As we passed through the narrow gorges that give the dam its name, I couldn't help noticing how dirty the water has become. And one could also see some of the landslides along the steep banks of the reservoir that scientists say is caused by the rising reservoir levels.
Coming to Shanghai
I passed through Wuhan, where Mao famously swam across the Yangtze in 1956. Somehow it is hard to imagine China's leaders stripping off and jumping into the river today with all its toxic pollutants.
The journey ended in Shanghai, China's most cosmopolitan city which has always had a weakness for self-indulgence and luxury. Here I found a Ferrari store, fine wine shops and Armani boutiques. One of the restaurants I used to like seven years ago when I left now offers valet parking – this in a city where back in 2000 almost nobody owned their own car and most vehicles belonged to the government. Now pricey imports are double parked outside the best restaurants, showing off a new level of extravagance in a city that has built 4,000 skyscrapers, twice as many as Manhattan.
I climbed to the top of the tallest building in China -- the 101-floor Shanghai World Financial Center, nearly a third of a mile high with a huge counterbalancing pendulum suspended at the top to prevent the building from swaying too much in high winds. This is taller than any building in the United States, which was part of the point in building it. Shanghai is not shy about its ambitions.
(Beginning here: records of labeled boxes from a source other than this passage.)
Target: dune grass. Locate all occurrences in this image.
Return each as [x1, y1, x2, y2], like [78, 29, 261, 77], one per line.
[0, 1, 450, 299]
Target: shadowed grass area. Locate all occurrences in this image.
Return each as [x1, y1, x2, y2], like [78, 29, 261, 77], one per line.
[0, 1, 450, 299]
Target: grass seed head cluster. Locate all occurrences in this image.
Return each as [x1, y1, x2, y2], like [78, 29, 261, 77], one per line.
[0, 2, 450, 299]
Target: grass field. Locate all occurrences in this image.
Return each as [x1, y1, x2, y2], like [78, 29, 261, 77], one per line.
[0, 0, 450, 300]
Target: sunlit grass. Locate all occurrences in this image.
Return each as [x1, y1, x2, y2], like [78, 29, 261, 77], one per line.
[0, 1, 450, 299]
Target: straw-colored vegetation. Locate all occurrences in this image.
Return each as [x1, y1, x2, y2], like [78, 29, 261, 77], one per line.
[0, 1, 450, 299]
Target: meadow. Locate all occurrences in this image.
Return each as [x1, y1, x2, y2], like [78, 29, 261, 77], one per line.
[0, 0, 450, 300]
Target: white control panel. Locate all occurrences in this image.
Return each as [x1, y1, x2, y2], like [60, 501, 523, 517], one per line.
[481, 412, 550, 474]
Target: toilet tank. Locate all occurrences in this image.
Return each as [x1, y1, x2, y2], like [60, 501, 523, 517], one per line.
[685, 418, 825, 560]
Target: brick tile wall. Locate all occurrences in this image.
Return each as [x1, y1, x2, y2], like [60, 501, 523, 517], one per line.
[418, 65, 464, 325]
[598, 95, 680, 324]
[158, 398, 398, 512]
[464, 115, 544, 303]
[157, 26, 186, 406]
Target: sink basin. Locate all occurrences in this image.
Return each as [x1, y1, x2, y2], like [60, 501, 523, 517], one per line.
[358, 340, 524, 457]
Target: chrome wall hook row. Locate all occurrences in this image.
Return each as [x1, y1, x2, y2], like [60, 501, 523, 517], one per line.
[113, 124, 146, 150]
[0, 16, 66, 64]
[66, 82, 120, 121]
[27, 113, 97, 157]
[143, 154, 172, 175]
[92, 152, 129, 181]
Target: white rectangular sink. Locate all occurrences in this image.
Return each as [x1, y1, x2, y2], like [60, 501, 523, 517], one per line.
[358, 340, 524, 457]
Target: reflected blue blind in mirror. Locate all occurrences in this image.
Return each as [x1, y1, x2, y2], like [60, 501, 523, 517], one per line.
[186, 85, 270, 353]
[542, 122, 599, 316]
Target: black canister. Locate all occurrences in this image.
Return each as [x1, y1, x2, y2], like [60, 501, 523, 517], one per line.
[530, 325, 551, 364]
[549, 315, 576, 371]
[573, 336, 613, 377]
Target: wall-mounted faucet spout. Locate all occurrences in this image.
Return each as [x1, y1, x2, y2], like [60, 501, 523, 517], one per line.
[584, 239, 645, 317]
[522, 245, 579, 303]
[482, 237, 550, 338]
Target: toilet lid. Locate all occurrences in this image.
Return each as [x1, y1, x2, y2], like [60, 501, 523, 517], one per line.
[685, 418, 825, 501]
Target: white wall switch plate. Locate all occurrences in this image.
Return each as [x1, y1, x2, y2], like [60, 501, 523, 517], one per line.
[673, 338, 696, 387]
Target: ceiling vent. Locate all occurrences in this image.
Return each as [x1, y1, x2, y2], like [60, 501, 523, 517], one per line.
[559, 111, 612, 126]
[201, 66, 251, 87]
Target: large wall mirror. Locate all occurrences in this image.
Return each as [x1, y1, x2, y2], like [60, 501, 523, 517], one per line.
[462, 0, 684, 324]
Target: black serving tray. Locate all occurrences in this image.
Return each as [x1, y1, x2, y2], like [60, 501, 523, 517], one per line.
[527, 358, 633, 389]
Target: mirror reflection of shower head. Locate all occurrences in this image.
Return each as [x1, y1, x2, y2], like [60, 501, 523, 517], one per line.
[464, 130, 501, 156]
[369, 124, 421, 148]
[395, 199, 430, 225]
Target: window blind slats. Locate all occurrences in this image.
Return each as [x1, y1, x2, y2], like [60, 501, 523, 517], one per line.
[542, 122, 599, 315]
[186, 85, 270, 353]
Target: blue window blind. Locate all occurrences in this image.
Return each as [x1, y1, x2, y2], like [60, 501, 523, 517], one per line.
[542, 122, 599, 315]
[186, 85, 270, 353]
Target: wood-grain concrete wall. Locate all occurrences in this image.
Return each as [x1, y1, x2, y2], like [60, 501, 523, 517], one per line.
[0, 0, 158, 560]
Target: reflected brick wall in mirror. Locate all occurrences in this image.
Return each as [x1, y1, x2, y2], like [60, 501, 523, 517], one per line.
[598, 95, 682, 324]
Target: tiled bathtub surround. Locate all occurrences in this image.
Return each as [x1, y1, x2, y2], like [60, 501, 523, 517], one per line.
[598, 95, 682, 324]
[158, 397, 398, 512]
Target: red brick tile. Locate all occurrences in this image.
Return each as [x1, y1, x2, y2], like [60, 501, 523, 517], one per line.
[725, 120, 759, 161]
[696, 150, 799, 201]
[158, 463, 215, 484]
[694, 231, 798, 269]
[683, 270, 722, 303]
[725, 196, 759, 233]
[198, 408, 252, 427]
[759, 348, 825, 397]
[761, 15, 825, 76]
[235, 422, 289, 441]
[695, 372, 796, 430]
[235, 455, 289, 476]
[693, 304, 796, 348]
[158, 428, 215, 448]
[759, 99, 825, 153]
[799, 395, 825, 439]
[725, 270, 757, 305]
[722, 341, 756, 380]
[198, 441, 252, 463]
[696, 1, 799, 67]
Golf is the new sport of choice for businessmen in Shanghai, with 16 new courses built in the past few years. I went to play with some shipping executives at the Palm Beach Club about a half hour's drive outside the city. I was a nonbetting participant; they were playing for up to $6,000 a hole, in a country where the average annual income is about $2,000.
The caddies who were carrying our clubs earned less than $200 a month, including tips. I had to remind myself this was communist China. But the players were not at all fazed by the income disparities. One of my golfing partners, Harry Zhang Zuohai, said, "China has always been like that."
I was thinking quietly to myself that China periodically has had revolutions, too, and when Zhang said, "Nobody knows what will happen in the future -- that is what we worry about, so we are always saving money… because if we don't, maybe in the future we will lose everything… all rich Chinese worry like this."
Harry Zhang may be rich, but in the end he doesn't know if some storm will come and blow the wind off his house. Chinese work hard and endure a lot, but there is a sense that some things will always be out of their control. So too the Yangtze -- even as their best engineers try to tame it with dams, it resists in unexpected ways.
China is moving ahead strongly, many -- but not all -- peoples' lives are improving, and the country feels like a more open place than when I left in 2000. But there is a fundamental unpredictability to China, just like a river that may burst its banks in any rainy season.
How can a country growing at 11 percent a year not be unpredictable? A country where you can buy a Ferrari from a few smart real estate deals but where a single Internet posting criticizing the government can send you to jail.
On my last day I took a boat from Shanghai downriver to where the Yangtze meets the sea. The ships were lined up out, waiting to come upriver. A century ago they would have been British, French or American ships, waiting for cargo to enrich their owners at China's expense. Today they are mostly Chinese container ships, ready to export to foreign countries to enrich China. The terms of trade have been reversed, the pace of trade has accelerated and the Yangtze keeps flowing.